2

There are some similar questions to this, but nothing exact that I can find.

I have a very odd text-file with lines like the following:

field1=1; field2=2; field3=3; field1=4; field2=5; field3=6;

Matlab's textscan() function deals with this very neatly, as you can do this:

array = textscan(fid, 'field1=%d; field2=%d; field3=%d;'

and you will get back a cell-array where each column contains the respective field, and the text is simply ignored.

I'd like to rewrite the code that deals with this file in Python, but Numpy's loadtxt() and genfromtxt() don't seem to have this ability to ignore text interspersed with the desired numbers?

What are some Python ways to strip out the text and only get back the fields? I'm happy to use pandas or another library if required. Thanks!

EDIT: This question was suggested as an answer, but it only gives equivalents to the basic usage of textscan that does not deal with unwanted text in the input. The answer below with fromregex is what I needed.

Tobias Wood
  • 139
  • 8
  • 5
    Possible duplicate of [Python equivalent of Matlab textscan](https://stackoverflow.com/questions/13125447/python-equivalent-of-matlab-textscan) – grshankar Jul 17 '18 at 15:19
  • @grshankar: I would not consider this question a duplicate because those answers point to Numpy's `loadtxt()` and `genfromtxt()`, which don't fit the OP's needs because of the data structure to be handled. I just took the time to read through the docs for Matlab's [`textscan`](http://www.mathworks.com/help/matlab/ref/textscan.html) and I'm pretty sure there is no easy drop-in replacement. The best I could come up with was faking it with regex and put that as an answer. – Steven Rumbalski Jul 17 '18 at 15:47
  • Leave open unless a better duplicate is found! The OP addresses the shortcomings of those answers in his question. – Steven Rumbalski Jul 17 '18 at 15:50

2 Answers2

2

Numpy's fromregex function is basically the same as textscan. It lets you read in based on a regular expression, with groups (parts surrounded by ()) as the values. This works for your example:

data = np.fromregex('temp.txt', r'field1=(\d+); field2=(\d+); field3=(\d+);', dtype='int')

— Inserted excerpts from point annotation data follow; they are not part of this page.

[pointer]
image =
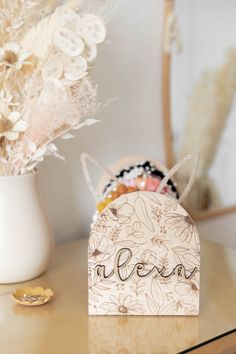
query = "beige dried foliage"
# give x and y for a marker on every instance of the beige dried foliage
(48, 106)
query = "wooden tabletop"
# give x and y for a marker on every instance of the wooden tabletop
(63, 325)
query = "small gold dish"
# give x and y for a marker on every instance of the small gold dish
(32, 296)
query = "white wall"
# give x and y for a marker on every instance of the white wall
(127, 68)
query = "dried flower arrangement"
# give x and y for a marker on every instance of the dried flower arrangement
(46, 53)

You can also use loadtxt. There is an argument, converters, that lets you provide functions that do the actual conversion from text to a number. You can provide a function that , you just need to provide it a function to strip out the unneeded text.

So in my tests this works:

myconv = lambda x: int(x.split(b'=')[-1])
mycols = [0, 1, 2]
convdict = {i: myconv for i in mycols}
data = np.loadtxt('temp.txt', delimiter=';', usecols=mycols, converters=convdict)

myconv is an anonymous function that takes a value (say 'field1=1'), splits it on the '=', symbol (making ['field1', '1']), takes the last result ('1'), the converts that to a float (1.`).

mycols is just the numbers of the columns you want to keep. Since there is a delimiter at the end of each line, this counts as an empty columns. So we exclude that.

convdict is a dictionary where each key is a column number and each value is the function to convert that column to a number. In this case they are all the same, but you can customize them however you want.

TheBlackCat
  • 9,791
  • 3
  • 24
  • 31
0

Python has no exact equivalent of Matlab's textscan (edit: but numpy has fromregex. See @TheBlackCat's answer for more.)

With more complicated formats regular expressions may get the job done.

import re

line_pat = re.compile(r'field1=(\d+); field2=(\d+); field3=(\d+);')
with open(filepath, 'r') as f:
    array = [[int(n) for n in line_pat.match(line).groups()] for line in f]
Steven Rumbalski
  • 44,786
  • 9
  • 89
  • 119